Una querida amiga nos recibió en su casa para ir juntos a una boda elegante. Nos pusimos vestidos largos con escote. Los maridos estaban en la sala. Ella me pidió que le ayudara a mover un mueble con cajones. Sacamos los cajones para aligerar la carga. Debajo había un tapete y bajo el tapete una duela que se deslizó mediante una presión en el lugar exacto. Ella quitó varios listones de duela y se abrió un espacio en el subsuelo, protegido por cemento, que contenía la caja fuerte. Esa noche lucimos sus joyas de familia. A la mañana siguiente volvieron a su lugar.
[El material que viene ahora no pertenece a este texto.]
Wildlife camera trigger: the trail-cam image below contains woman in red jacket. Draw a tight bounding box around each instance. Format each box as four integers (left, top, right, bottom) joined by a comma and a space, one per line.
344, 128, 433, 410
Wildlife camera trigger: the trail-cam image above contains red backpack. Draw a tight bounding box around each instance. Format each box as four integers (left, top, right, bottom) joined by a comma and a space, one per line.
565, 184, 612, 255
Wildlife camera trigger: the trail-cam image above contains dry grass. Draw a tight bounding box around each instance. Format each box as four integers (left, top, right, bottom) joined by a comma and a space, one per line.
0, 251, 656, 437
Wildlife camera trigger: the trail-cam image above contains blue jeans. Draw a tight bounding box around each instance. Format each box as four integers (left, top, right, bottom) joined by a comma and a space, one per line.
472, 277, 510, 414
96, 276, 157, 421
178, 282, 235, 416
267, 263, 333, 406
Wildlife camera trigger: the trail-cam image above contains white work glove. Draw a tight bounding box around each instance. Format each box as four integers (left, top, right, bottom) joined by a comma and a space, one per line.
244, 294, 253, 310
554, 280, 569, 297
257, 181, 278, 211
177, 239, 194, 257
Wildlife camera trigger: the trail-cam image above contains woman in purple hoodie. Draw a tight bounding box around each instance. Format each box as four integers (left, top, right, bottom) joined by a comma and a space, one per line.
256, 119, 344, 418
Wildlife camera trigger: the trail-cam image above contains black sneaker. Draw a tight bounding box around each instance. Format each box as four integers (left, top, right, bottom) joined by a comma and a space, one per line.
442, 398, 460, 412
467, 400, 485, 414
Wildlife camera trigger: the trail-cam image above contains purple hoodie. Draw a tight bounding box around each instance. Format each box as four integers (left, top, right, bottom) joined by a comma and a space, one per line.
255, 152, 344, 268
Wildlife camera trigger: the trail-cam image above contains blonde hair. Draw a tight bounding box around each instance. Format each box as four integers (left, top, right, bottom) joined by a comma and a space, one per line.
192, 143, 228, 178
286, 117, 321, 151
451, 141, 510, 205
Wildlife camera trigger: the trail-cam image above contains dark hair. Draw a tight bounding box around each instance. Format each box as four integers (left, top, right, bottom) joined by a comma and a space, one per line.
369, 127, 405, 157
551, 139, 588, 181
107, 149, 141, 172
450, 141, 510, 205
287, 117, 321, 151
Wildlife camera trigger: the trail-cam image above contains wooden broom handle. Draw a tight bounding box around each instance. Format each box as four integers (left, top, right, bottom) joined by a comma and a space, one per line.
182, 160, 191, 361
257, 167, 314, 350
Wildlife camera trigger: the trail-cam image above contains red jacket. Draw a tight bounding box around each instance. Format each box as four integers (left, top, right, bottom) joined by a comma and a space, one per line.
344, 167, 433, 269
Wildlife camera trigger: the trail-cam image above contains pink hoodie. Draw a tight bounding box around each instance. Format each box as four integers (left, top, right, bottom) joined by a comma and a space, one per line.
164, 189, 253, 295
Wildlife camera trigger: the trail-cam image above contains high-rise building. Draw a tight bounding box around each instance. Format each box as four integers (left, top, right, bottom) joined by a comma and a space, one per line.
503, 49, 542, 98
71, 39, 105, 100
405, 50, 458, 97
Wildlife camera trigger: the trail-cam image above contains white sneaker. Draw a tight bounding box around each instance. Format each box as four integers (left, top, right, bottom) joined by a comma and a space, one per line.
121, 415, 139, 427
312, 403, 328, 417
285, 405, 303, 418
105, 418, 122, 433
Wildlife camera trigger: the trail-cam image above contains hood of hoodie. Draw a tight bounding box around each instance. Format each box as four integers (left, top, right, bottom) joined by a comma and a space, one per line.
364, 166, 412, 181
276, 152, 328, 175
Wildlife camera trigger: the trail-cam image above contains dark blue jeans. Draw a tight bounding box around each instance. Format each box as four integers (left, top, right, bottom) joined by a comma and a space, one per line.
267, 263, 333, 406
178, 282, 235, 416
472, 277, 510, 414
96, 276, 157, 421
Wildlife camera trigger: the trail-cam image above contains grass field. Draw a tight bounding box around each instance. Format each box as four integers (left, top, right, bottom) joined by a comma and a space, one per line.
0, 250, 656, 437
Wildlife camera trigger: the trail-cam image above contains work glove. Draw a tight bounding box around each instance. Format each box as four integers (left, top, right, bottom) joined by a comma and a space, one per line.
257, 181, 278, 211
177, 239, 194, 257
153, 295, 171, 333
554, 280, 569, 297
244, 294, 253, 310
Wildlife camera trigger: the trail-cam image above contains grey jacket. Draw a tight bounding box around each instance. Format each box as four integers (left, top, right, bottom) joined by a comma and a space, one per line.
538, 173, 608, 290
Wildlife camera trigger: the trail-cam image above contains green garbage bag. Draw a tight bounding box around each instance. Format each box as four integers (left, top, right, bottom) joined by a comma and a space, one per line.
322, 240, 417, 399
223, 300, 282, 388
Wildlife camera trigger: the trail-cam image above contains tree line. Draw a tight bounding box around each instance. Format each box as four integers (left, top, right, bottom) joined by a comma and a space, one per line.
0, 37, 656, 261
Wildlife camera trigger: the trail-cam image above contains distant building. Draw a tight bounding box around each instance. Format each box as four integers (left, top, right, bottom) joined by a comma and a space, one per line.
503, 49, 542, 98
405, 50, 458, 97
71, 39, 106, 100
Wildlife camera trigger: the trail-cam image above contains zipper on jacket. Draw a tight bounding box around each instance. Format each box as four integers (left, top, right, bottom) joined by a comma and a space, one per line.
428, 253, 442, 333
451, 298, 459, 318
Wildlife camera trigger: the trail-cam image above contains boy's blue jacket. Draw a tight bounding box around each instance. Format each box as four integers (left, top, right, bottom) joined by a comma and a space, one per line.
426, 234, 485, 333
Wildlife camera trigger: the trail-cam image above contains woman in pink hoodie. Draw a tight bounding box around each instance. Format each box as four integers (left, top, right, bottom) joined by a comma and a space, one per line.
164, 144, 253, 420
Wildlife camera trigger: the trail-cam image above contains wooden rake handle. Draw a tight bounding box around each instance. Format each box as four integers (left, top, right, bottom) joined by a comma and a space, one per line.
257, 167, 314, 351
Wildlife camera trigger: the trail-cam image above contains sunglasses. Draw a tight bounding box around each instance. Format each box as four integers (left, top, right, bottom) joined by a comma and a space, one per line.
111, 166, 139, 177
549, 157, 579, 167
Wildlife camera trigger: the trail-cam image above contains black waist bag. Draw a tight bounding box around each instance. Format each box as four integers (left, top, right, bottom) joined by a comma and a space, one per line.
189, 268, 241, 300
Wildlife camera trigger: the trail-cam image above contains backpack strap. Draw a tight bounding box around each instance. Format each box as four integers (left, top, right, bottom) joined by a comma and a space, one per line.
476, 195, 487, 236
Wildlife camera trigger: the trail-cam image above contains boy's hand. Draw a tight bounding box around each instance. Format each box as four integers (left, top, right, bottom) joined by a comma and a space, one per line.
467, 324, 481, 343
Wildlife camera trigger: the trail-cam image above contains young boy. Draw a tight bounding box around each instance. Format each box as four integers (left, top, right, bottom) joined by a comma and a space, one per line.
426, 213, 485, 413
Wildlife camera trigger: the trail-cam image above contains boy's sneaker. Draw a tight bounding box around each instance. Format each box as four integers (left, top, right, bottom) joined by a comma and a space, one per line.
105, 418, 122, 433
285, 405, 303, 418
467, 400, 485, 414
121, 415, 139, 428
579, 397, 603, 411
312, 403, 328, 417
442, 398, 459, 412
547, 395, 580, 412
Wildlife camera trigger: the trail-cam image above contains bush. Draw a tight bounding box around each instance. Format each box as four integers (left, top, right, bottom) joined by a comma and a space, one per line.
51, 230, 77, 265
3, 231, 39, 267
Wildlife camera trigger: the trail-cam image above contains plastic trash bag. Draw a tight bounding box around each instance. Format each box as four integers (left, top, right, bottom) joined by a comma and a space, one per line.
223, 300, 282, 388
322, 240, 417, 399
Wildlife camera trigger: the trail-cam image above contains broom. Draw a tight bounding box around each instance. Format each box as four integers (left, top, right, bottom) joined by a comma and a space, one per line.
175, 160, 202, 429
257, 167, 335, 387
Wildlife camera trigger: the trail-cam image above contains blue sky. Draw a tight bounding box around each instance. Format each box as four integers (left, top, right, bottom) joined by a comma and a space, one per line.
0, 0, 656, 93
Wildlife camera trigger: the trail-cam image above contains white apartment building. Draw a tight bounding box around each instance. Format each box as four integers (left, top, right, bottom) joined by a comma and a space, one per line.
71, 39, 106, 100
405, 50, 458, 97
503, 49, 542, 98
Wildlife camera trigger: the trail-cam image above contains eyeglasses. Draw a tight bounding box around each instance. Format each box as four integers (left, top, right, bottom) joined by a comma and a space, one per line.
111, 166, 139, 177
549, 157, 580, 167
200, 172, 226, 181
Las cajas de madera con herrajes de bronce resguardaron los tesoros de antiguas civilizaciones. El Arca de la Alianza, en la tradición judía y cristiana, es un cofre sagrado, ubicado en el Tabernáculo, que después se colocó en el templo de Jerusalén construido por Salomón. Yahvhe solicitó a Moisés que la construyera, al entregarle los Diez Mandamientos en el Monte Sinaí.

La caja es un invento que ha permitido al ser humano tener mejor calidad de vida: guarda lo importante, protege los bienes y los pone al resguardo de malhechores. Documentos, joyas y valores, están en cajas con varios mecanismos de seguridad.

La caja fuerte que conocemos fue inventada en París, en 1844. Su creador, Alexandre Fichet, creó un mecanismo que podía resistir el agua y el fuego. Ya había inventado una cerradura de alta seguridad, casi inviolable, en 1829. Lo estoy viendo, brindando por su creación con un buen tinto, conocedor de la trascendencia de su invento.

En el antiguo Egipto se guardaban los tesoros en cofres de madera, enterrados en lugares seguros. En los textos de Homero aparecen cajas de madera reforzada, con tapa y mecanismos de seguridad. En aquellos tiempos, en varios templos griegos había una cámara reservada al tesoro de los dioses, donde se custodiaban bienes de ciudadanos, mediante un pago acordado.

En Corinto hace 2,700 años, Cipselus poseyó una caja de cedro con incrustaciones de oro y marfil. En la antigua Roma se hacían cajas de hierro con candado, ubicadas a la entrada de las casas principales, a la vista de todos, vigiladas por esclavos.

Todavía recuerdo la cauda de emociones que me provocó La caja de música, una película de 1989, dirigida por Costa-Gavras, protagonizada por Jessica Lange y Armin Mueller-Stahl. Está inspirada en la vida real: el juicio al criminal de guerra Johan Demjanjuk. Un viejo inmigrante, padre de una abogada, es acusado de crímenes de lesa humanidad, perpetrados bajo el horror nazi. Una caja de música, delicada pieza de ornato, se convierte en la prueba definitoria.

Son tan bellas estas cajas que Jorge Luis Borges cayó en su embrujo: “Música del Japón. Avaramente / de la clepsidra se desprenden gotas / de lenta miel o de invisible oro / que en el tiempo repiten una trama / eterna y frágil, misteriosa y clara. / Temo que cada una sea la última. / Son un ayer que vuelve. ¿De qué templo, / de qué leve jardín en la montaña, / de qué vigilias ante un mar que ignoro, / de qué pudor de la melancolía, / de qué perdida y rescatada tarde, / llegan a mí, su porvenir remoto? / No lo sabré. No importa. En esa música / yo soy. Yo quiero ser. Yo me desangro”.

Las cajas que detesto son las cajas mentales. Muchos tienen en la memoria compartimentos llenos de prejuicios que les provocan reacciones y actitudes. Alguien les dijo, en la niñez, que las personas de otra raza son inferiores. Que los pobres son holgazanes. Que las mujeres no tienen los mismos derechos que los varones. Que los otros, los diferentes, no merecen respeto.

Como títeres salidos de la caja del teatro guiñol, estas personas salen al escenario, actúan y gritan, señalan y acusan.

Para pensar, es necesario tener información, luego procesarla. Llevar esta información al terreno de la conciencia, analizar todas sus implicaciones. Hay que revisar con frecuencia las cajas que tenemos en la mente y tirar lo que no sirve.

Sin embargo, hay que guardar lo valioso: la bendición de una madre, el beso de un bebé, una conversación entre amigos, joyas emocionales que se preservan a pesar del implacable paso del tiempo en una caja fuerte. Aunque los demás ignoren su existencia.